Challenge 8 Post: Joining FAOSTAT Datasets

challenge_8
faostat
Joining Data
Author

Hunter Major

Published

June 27, 2023

library(tidyverse)
library(ggplot2)
library(readxl)
library(readr)
library(lubridate)
library(dplyr)
library(tidyr)
knitr::opts_chunk$set(echo = TRUE, warning=FALSE, message=FALSE)

Challenge Overview

Today’s challenge is to:

  1. read in multiple data sets, and describe the data set using both words and any supporting information (e.g., tables, etc)
  2. tidy data (as needed, including sanity checks)
  3. mutate variables as needed (including sanity checks)
  4. join two or more data sets and analyze some aspect of the joined data

(be sure to only include the category tags for the data you use!)

Read in data

Read in one (or more) of the following datasets, using the correct R package and command.

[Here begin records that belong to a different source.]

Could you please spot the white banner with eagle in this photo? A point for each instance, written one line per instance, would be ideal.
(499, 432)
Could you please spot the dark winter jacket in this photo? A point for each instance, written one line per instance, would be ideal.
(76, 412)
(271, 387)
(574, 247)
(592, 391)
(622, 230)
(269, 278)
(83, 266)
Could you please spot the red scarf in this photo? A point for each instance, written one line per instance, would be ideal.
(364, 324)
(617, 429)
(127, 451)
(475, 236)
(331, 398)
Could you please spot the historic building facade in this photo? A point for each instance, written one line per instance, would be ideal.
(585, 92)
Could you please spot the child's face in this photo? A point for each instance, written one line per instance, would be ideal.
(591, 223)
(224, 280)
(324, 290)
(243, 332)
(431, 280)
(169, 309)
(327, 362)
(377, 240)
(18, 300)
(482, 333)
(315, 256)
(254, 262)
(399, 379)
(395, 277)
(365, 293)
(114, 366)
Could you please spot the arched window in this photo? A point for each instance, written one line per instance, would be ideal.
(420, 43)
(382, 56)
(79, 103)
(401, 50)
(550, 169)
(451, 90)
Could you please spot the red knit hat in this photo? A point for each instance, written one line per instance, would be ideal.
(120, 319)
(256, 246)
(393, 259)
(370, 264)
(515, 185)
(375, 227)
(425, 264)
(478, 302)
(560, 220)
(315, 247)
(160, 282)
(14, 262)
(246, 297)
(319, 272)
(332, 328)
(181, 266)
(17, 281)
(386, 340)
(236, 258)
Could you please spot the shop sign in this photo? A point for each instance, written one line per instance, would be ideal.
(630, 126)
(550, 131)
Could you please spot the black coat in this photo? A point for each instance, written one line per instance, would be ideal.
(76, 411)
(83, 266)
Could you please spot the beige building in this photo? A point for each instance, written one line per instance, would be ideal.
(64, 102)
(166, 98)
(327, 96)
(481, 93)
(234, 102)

  • Today, I’ll be reading in faostat ⭐⭐
cattledairy <-read_csv("_data/FAOSTAT_cattle_dairy.csv")
cattledairy
countrygroups <- read_csv ("_data/FAOSTAT_country_groups.csv")
countrygroups
dim(cattledairy)
[1] 36449    14
head(cattledairy)
str(cattledairy)
spc_tbl_ [36,449 × 14] (S3: spec_tbl_df/tbl_df/tbl/data.frame)
 $ Domain Code     : chr [1:36449] "QL" "QL" "QL" "QL" ...
 $ Domain          : chr [1:36449] "Livestock Primary" "Livestock Primary" "Livestock Primary" "Livestock Primary" ...
 $ Area Code       : num [1:36449] 2 2 2 2 2 2 2 2 2 2 ...
 $ Area            : chr [1:36449] "Afghanistan" "Afghanistan" "Afghanistan" "Afghanistan" ...
 $ Element Code    : num [1:36449] 5318 5420 5510 5318 5420 ...
 $ Element         : chr [1:36449] "Milk Animals" "Yield" "Production" "Milk Animals" ...
 $ Item Code       : num [1:36449] 882 882 882 882 882 882 882 882 882 882 ...
 $ Item            : chr [1:36449] "Milk, whole fresh cow" "Milk, whole fresh cow" "Milk, whole fresh cow" "Milk, whole fresh cow" ...
 $ Year Code       : num [1:36449] 1961 1961 1961 1962 1962 ...
 $ Year            : num [1:36449] 1961 1961 1961 1962 1962 ...
 $ Unit            : chr [1:36449] "Head" "hg/An" "tonnes" "Head" ...
 $ Value           : num [1:36449] 700000 5000 350000 700000 5000 ...
 $ Flag            : chr [1:36449] "F" "Fc" "F" "F" ...
 $ Flag Description: chr [1:36449] "FAO estimate" "Calculated data" "FAO estimate" "FAO estimate" ...
 - attr(*, "spec")=
  .. cols(
  ..   `Domain Code` = col_character(),
  ..   Domain = col_character(),
  ..   `Area Code` = col_double(),
  ..   Area = col_character(),
  ..   `Element Code` = col_double(),
  ..   Element = col_character(),
  ..   `Item Code` = col_double(),
  ..   Item = col_character(),
  ..   `Year Code` = col_double(),
  ..   Year = col_double(),
  ..   Unit = col_character(),
  ..   Value = col_double(),
  ..   Flag = col_character(),
  ..   `Flag Description` = col_character()
  .. )
 - attr(*, "problems")=<externalptr> 
dim(countrygroups)
[1] 1943    7
head(countrygroups)
str(countrygroups)
spc_tbl_ [1,943 × 7] (S3: spec_tbl_df/tbl_df/tbl/data.frame)
 $ Country Group Code: num [1:1943] 5100 5100 5100 5100 5100 5100 5100 5100 5100 5100 ...
 $ Country Group     : chr [1:1943] "Africa" "Africa" "Africa" "Africa" ...
 $ Country Code      : num [1:1943] 4 7 53 20 233 29 35 32 37 39 ...
 $ Country           : chr [1:1943] "Algeria" "Angola" "Benin" "Botswana" ...
 $ M49 Code          : chr [1:1943] "012" "024" "204" "072" ...
 $ ISO2 Code         : chr [1:1943] "DZ" "AO" "BJ" "BW" ...
 $ ISO3 Code         : chr [1:1943] "DZA" "AGO" "BEN" "BWA" ...
 - attr(*, "spec")=
  .. cols(
  ..   `Country Group Code` = col_double(),
  ..   `Country Group` = col_character(),
  ..   `Country Code` = col_double(),
  ..   Country = col_character(),
  ..   `M49 Code` = col_character(),
  ..   `ISO2 Code` = col_character(),
  ..   `ISO3 Code` = col_character()
  .. )
 - attr(*, "problems")=<externalptr> 

Briefly describe the data

These FAOSTAT datasets are likely sourced from the United Nation’s Food and Agriculture Association (FAO). They provide information about the livestock and agriculture of various nations.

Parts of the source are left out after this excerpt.